Forecasting and Econometric Models
By Saul H. Hymans
An econometric model is one of the tools economists use to forecast future developments in the economy. In the simplest terms, econometricians measure past relationships among such variables as consumer spending, household income, tax rates, interest rates, employment, and the like, and then try to forecast how changes in some variables will affect the future course of others.
Before econometricians can make such calculations, they generally begin with an economic model, a theory of how different factors in the economy interact with one another. For instance, think of the economy as comprising households and business firms, as depicted in Figure 1. Households supply business firms with labor services (as tailors, accountants, engineers, etc.) and receive wages and salaries from the business firms in exchange for their labor. Using the labor services, businesses produce various outputs (clothing, cars, etc.) that are available for purchase. Households, using the earnings derived from their labor services, become the customers who purchase the output. The products the businesses produce wind up in the households, and the wage and salary payments return to the businesses in exchange for the products the households purchase.
This chain of events, as shown by the activities numbered 1–5 in Figure 1, is a description—or diagrammatic model—of the operation of a privateenterprise economy.
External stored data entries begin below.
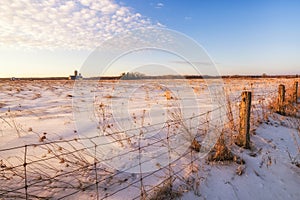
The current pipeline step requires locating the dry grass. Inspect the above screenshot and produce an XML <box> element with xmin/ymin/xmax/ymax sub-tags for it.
<box><xmin>207</xmin><ymin>133</ymin><xmax>234</xmax><ymax>162</ymax></box>
<box><xmin>148</xmin><ymin>182</ymin><xmax>182</xmax><ymax>200</ymax></box>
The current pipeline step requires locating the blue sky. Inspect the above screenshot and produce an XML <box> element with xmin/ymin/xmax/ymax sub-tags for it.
<box><xmin>0</xmin><ymin>0</ymin><xmax>299</xmax><ymax>77</ymax></box>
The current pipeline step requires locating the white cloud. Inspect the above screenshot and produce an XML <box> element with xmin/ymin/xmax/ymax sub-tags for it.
<box><xmin>0</xmin><ymin>0</ymin><xmax>154</xmax><ymax>50</ymax></box>
<box><xmin>155</xmin><ymin>3</ymin><xmax>164</xmax><ymax>9</ymax></box>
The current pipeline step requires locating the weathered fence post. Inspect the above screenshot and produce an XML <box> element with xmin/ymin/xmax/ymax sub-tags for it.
<box><xmin>293</xmin><ymin>81</ymin><xmax>298</xmax><ymax>104</ymax></box>
<box><xmin>236</xmin><ymin>91</ymin><xmax>251</xmax><ymax>149</ymax></box>
<box><xmin>24</xmin><ymin>145</ymin><xmax>28</xmax><ymax>200</ymax></box>
<box><xmin>277</xmin><ymin>84</ymin><xmax>285</xmax><ymax>115</ymax></box>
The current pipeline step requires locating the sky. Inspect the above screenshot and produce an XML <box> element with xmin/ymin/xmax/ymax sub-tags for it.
<box><xmin>0</xmin><ymin>0</ymin><xmax>300</xmax><ymax>77</ymax></box>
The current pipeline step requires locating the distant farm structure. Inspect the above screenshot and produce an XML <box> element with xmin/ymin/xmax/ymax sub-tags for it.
<box><xmin>69</xmin><ymin>70</ymin><xmax>83</xmax><ymax>80</ymax></box>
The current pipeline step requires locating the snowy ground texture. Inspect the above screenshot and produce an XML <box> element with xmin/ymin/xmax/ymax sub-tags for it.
<box><xmin>0</xmin><ymin>78</ymin><xmax>299</xmax><ymax>200</ymax></box>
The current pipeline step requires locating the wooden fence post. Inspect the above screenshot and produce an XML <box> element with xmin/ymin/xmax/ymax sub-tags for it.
<box><xmin>236</xmin><ymin>91</ymin><xmax>251</xmax><ymax>149</ymax></box>
<box><xmin>293</xmin><ymin>81</ymin><xmax>298</xmax><ymax>104</ymax></box>
<box><xmin>277</xmin><ymin>84</ymin><xmax>285</xmax><ymax>115</ymax></box>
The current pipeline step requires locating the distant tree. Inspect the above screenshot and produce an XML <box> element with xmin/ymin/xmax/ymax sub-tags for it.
<box><xmin>120</xmin><ymin>72</ymin><xmax>145</xmax><ymax>80</ymax></box>
<box><xmin>262</xmin><ymin>73</ymin><xmax>267</xmax><ymax>77</ymax></box>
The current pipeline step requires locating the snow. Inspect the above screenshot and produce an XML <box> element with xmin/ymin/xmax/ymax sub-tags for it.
<box><xmin>183</xmin><ymin>117</ymin><xmax>300</xmax><ymax>200</ymax></box>
<box><xmin>0</xmin><ymin>78</ymin><xmax>299</xmax><ymax>199</ymax></box>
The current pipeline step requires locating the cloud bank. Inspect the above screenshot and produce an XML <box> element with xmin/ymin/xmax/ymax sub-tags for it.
<box><xmin>0</xmin><ymin>0</ymin><xmax>155</xmax><ymax>50</ymax></box>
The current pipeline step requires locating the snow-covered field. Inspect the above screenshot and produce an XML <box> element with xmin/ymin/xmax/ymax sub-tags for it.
<box><xmin>0</xmin><ymin>78</ymin><xmax>299</xmax><ymax>199</ymax></box>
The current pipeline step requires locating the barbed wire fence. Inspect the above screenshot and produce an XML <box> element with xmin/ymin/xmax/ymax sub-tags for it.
<box><xmin>0</xmin><ymin>79</ymin><xmax>299</xmax><ymax>199</ymax></box>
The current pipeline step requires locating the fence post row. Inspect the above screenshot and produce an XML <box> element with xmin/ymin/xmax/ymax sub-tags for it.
<box><xmin>236</xmin><ymin>91</ymin><xmax>252</xmax><ymax>149</ymax></box>
<box><xmin>277</xmin><ymin>84</ymin><xmax>285</xmax><ymax>115</ymax></box>
<box><xmin>293</xmin><ymin>81</ymin><xmax>298</xmax><ymax>104</ymax></box>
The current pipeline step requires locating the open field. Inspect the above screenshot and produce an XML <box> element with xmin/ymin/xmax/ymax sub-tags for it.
<box><xmin>0</xmin><ymin>78</ymin><xmax>299</xmax><ymax>199</ymax></box>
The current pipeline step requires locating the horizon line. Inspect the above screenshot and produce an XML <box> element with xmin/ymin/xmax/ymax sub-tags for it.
<box><xmin>1</xmin><ymin>74</ymin><xmax>299</xmax><ymax>80</ymax></box>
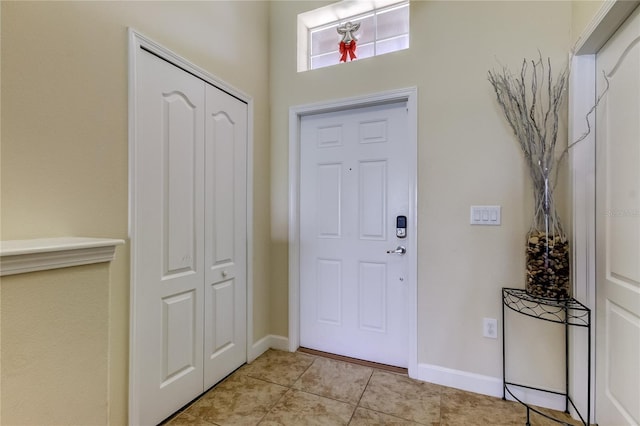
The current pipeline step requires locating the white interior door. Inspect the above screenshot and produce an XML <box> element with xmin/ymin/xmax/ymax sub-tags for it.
<box><xmin>203</xmin><ymin>84</ymin><xmax>247</xmax><ymax>387</ymax></box>
<box><xmin>133</xmin><ymin>49</ymin><xmax>206</xmax><ymax>425</ymax></box>
<box><xmin>299</xmin><ymin>102</ymin><xmax>410</xmax><ymax>368</ymax></box>
<box><xmin>131</xmin><ymin>45</ymin><xmax>247</xmax><ymax>425</ymax></box>
<box><xmin>595</xmin><ymin>6</ymin><xmax>640</xmax><ymax>425</ymax></box>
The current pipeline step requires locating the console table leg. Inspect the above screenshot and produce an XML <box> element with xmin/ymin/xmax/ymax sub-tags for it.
<box><xmin>502</xmin><ymin>294</ymin><xmax>506</xmax><ymax>400</ymax></box>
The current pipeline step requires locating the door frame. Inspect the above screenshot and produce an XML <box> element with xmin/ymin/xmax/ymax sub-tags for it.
<box><xmin>569</xmin><ymin>1</ymin><xmax>639</xmax><ymax>421</ymax></box>
<box><xmin>127</xmin><ymin>29</ymin><xmax>255</xmax><ymax>425</ymax></box>
<box><xmin>288</xmin><ymin>88</ymin><xmax>419</xmax><ymax>377</ymax></box>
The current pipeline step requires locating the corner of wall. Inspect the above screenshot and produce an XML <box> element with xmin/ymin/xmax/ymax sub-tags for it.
<box><xmin>249</xmin><ymin>335</ymin><xmax>290</xmax><ymax>363</ymax></box>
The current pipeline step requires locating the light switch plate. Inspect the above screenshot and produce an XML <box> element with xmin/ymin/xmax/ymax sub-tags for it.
<box><xmin>470</xmin><ymin>206</ymin><xmax>501</xmax><ymax>225</ymax></box>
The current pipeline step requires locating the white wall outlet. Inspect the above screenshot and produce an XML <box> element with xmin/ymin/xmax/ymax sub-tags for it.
<box><xmin>470</xmin><ymin>205</ymin><xmax>501</xmax><ymax>225</ymax></box>
<box><xmin>483</xmin><ymin>317</ymin><xmax>498</xmax><ymax>339</ymax></box>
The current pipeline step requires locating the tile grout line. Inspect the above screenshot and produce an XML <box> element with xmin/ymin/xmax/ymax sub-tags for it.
<box><xmin>292</xmin><ymin>355</ymin><xmax>362</xmax><ymax>407</ymax></box>
<box><xmin>255</xmin><ymin>352</ymin><xmax>319</xmax><ymax>425</ymax></box>
<box><xmin>160</xmin><ymin>369</ymin><xmax>242</xmax><ymax>426</ymax></box>
<box><xmin>291</xmin><ymin>354</ymin><xmax>372</xmax><ymax>423</ymax></box>
<box><xmin>355</xmin><ymin>368</ymin><xmax>435</xmax><ymax>425</ymax></box>
<box><xmin>256</xmin><ymin>388</ymin><xmax>292</xmax><ymax>426</ymax></box>
<box><xmin>297</xmin><ymin>352</ymin><xmax>320</xmax><ymax>382</ymax></box>
<box><xmin>346</xmin><ymin>367</ymin><xmax>375</xmax><ymax>424</ymax></box>
<box><xmin>355</xmin><ymin>367</ymin><xmax>375</xmax><ymax>408</ymax></box>
<box><xmin>294</xmin><ymin>354</ymin><xmax>430</xmax><ymax>424</ymax></box>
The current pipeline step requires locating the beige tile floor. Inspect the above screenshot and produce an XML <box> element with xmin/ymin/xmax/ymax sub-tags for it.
<box><xmin>164</xmin><ymin>349</ymin><xmax>582</xmax><ymax>426</ymax></box>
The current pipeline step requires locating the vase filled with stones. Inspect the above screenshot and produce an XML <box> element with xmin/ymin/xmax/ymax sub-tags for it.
<box><xmin>488</xmin><ymin>55</ymin><xmax>572</xmax><ymax>300</ymax></box>
<box><xmin>525</xmin><ymin>178</ymin><xmax>570</xmax><ymax>299</ymax></box>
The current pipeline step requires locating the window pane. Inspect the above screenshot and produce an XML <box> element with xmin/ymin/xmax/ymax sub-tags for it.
<box><xmin>350</xmin><ymin>14</ymin><xmax>374</xmax><ymax>45</ymax></box>
<box><xmin>355</xmin><ymin>42</ymin><xmax>375</xmax><ymax>60</ymax></box>
<box><xmin>311</xmin><ymin>52</ymin><xmax>340</xmax><ymax>69</ymax></box>
<box><xmin>377</xmin><ymin>4</ymin><xmax>409</xmax><ymax>40</ymax></box>
<box><xmin>376</xmin><ymin>35</ymin><xmax>409</xmax><ymax>55</ymax></box>
<box><xmin>311</xmin><ymin>25</ymin><xmax>340</xmax><ymax>56</ymax></box>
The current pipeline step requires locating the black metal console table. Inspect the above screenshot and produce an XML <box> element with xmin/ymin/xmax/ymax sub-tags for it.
<box><xmin>502</xmin><ymin>287</ymin><xmax>591</xmax><ymax>426</ymax></box>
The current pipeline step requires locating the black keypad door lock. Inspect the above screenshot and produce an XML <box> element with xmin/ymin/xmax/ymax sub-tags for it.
<box><xmin>396</xmin><ymin>215</ymin><xmax>407</xmax><ymax>238</ymax></box>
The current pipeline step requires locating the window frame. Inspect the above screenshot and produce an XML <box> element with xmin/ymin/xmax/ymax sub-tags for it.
<box><xmin>304</xmin><ymin>0</ymin><xmax>410</xmax><ymax>71</ymax></box>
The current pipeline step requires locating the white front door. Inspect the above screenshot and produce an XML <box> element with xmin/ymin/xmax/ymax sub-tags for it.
<box><xmin>595</xmin><ymin>6</ymin><xmax>640</xmax><ymax>425</ymax></box>
<box><xmin>131</xmin><ymin>45</ymin><xmax>247</xmax><ymax>425</ymax></box>
<box><xmin>299</xmin><ymin>102</ymin><xmax>410</xmax><ymax>368</ymax></box>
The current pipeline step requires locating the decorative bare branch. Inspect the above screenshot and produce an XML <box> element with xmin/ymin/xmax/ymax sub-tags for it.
<box><xmin>488</xmin><ymin>54</ymin><xmax>568</xmax><ymax>237</ymax></box>
<box><xmin>552</xmin><ymin>70</ymin><xmax>610</xmax><ymax>187</ymax></box>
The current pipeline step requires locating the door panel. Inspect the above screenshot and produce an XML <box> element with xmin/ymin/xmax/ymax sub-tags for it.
<box><xmin>596</xmin><ymin>6</ymin><xmax>640</xmax><ymax>425</ymax></box>
<box><xmin>203</xmin><ymin>84</ymin><xmax>247</xmax><ymax>388</ymax></box>
<box><xmin>133</xmin><ymin>50</ymin><xmax>205</xmax><ymax>425</ymax></box>
<box><xmin>300</xmin><ymin>102</ymin><xmax>409</xmax><ymax>368</ymax></box>
<box><xmin>164</xmin><ymin>93</ymin><xmax>198</xmax><ymax>276</ymax></box>
<box><xmin>317</xmin><ymin>163</ymin><xmax>342</xmax><ymax>237</ymax></box>
<box><xmin>358</xmin><ymin>261</ymin><xmax>387</xmax><ymax>332</ymax></box>
<box><xmin>207</xmin><ymin>280</ymin><xmax>235</xmax><ymax>353</ymax></box>
<box><xmin>208</xmin><ymin>111</ymin><xmax>235</xmax><ymax>264</ymax></box>
<box><xmin>162</xmin><ymin>291</ymin><xmax>197</xmax><ymax>386</ymax></box>
<box><xmin>317</xmin><ymin>259</ymin><xmax>342</xmax><ymax>325</ymax></box>
<box><xmin>359</xmin><ymin>160</ymin><xmax>387</xmax><ymax>240</ymax></box>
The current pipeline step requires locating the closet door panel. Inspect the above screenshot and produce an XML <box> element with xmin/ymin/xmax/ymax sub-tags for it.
<box><xmin>132</xmin><ymin>49</ymin><xmax>205</xmax><ymax>426</ymax></box>
<box><xmin>204</xmin><ymin>85</ymin><xmax>248</xmax><ymax>387</ymax></box>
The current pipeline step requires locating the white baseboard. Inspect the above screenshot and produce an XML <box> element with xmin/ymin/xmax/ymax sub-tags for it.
<box><xmin>503</xmin><ymin>383</ymin><xmax>566</xmax><ymax>412</ymax></box>
<box><xmin>417</xmin><ymin>363</ymin><xmax>503</xmax><ymax>397</ymax></box>
<box><xmin>417</xmin><ymin>363</ymin><xmax>565</xmax><ymax>412</ymax></box>
<box><xmin>248</xmin><ymin>334</ymin><xmax>290</xmax><ymax>362</ymax></box>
It is obviously incomplete. There is no central bank supplying money, no banking system, and no government levying taxes, building roads, or providing education or national defense. But the essentials of the economy’s private sector—working, producing, and buying products and services—are represented in a useful way in Figure 1.
The diagrammatic model of Figure 1 has certain disadvantages when it comes to representing quantities such as the value of the wage and salary payments or the number of cars produced. To represent magnitudes more conveniently, economists employ a mathematical model, a set of equations that describe various relationships between variables. Consider household purchases of output, shown as activity 4 in Figure 1. If W is the value of the wages and salaries households earn, and C is household expenditures on clothing, then the equation C = .12W states that households spend 12 percent of their wages and salaries on clothing. An equation could also be constructed to represent household purchases of cars or any other goods and services. Indeed, each of the activities pictured in Figure 1 can be represented in the form of an equation. Doing so may take a blend of economic theory, basic economic facts about the particular economy, and mathematical sophistication; but once done, the result would be a mathematical or quantitative economic model, which is but one important step away from an econometric model.
In the equation for clothing purchases, C = .12W, “12 percent” was selected purely for illustrative purposes. But if the model is to say anything useful about today’s American economy, it must contain numbers (econometricians and others applying similar statistical methods refer to such numbers as “parameters”) that describe what actually goes on in the real world. For this purpose, we must turn to the relevant historical data to find out what percentage of household income Americans do, in fact, typically spend on clothing.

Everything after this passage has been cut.